Two prophylactic papillomavirus vaccines are being tested in clinical trials, as is a therapeutic vaccine that stimulates cell immunity against the oncogenic viral proteins E6 and E7. These vaccines could hold special promise for women in the developing world.

How can the promise become a reality? The meeting was told that in addition to being safe and effective, vaccines must be cheap and readily administered through existing health programmes. Much can be learnt from the experience with hepatitis B vaccination, which highlights the gap between technological advances and their application. Though an effective hepatitis B vaccine has been available since 1982, and WHO has promoted global vaccination since 1991, coverage remains poor. Two thirds of infants at risk in developing countries are unvaccinated (fig 4). Less than $2 (1.25 [pounds sterling]) will protect a child against hepatitis B,[9] yet this is double the price of all six vaccines in WHO's expanded programme of immunisation, and cost remains the major constraint. Finally, even if papillomavirus vaccines were to become available, many people are already infected. Early detection coupled with effective treatment must therefore play a crucial role for years to come.

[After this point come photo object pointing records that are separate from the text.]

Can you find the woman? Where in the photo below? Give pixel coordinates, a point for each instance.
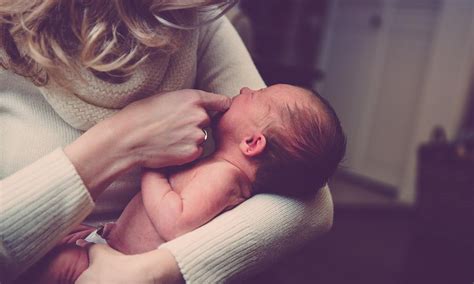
(104, 106)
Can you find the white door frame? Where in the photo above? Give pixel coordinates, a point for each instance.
(446, 84)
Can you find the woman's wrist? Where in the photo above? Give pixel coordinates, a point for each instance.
(99, 156)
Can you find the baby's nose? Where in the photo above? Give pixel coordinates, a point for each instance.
(245, 90)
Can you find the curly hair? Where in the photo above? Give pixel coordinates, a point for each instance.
(113, 37)
(303, 151)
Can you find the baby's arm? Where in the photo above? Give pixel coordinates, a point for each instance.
(174, 214)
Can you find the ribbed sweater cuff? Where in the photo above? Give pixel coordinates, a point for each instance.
(199, 254)
(39, 205)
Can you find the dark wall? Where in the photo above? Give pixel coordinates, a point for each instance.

[Figure 4 ILLUSTRATION OMITTED]

In industrialised countries, detection of cervical cancer relies on smear testing. Although cytological testing is feasible in some developing countries, systematic coverage and follow up are beyond the reach of many more. Research is under way into alternative detection methods that can be integrated into ongoing health programmes in resource-poor countries. One approach, known as VIA, involves visual inspection of the cervix after the application of acetic acid and can be performed by trained health workers. A study in India has shown that the specificity and the sensitivity of VIA in detecting early disease related changes are similar to those of cytology. Further research will assess whether VIA reduces mortality from cervical cancer and will evaluate its potential in case finding and screening.

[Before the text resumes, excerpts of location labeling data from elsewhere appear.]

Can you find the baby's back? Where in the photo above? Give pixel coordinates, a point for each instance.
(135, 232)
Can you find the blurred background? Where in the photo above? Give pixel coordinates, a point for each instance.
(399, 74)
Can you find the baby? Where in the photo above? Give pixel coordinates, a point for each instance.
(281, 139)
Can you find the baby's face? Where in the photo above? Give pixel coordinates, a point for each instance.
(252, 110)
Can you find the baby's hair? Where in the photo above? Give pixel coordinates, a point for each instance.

Early detection is useful only where effective treatment is feasible. Traditionally, high grade precursor lesions of cervical cancer are treated with surgical conisation, which requires admission to hospital. One alternative is a "see and treat" approach. Suspect lesions identified by VIA are confirmed by colposcopy, and treated immediately using loop electrosurgical excision procedure or cryotherapy. This approach means that women diagnosed with a lesion are not lost to follow up. Loop excision has particular advantages in resource-poor environments--the equipment is relatively cheap and easy to operate, specialist surgical skills are not required, and complications are rare. Low technology strategies could also prove valuable in early detection of breast cancer. Breast examination by health workers can detect a substantial proportion of early breast cancers. Overall, the evidence suggests that it should be carried out routinely whenever women interact with health services.

Relieving suffering

Curative treatment is crucial. However, in the developing world, around 80% of cancer patients have late stage incurable disease when they are diagnosed. Clearly, health professionals have an ethical duty to prevent avoidable suffering. Effective pain relief should be an integral part of management but unfortunately, access to palliative care is limited. Community based interventions can improve access, deliver effective pain relief and enhance social integration and quality of life, but they also raise equity issues. In many societies, the burden falls mainly on women, who may also be less likely to receive care should they themselves fall ill.

Local action, global action

Controlling cancer in different environments requires tailored strategies. What, then, can an international perspective add? One answer lies in recognising the potential for synergies with other health programmes and the need for concerted action at different levels--local, national, regional, and global.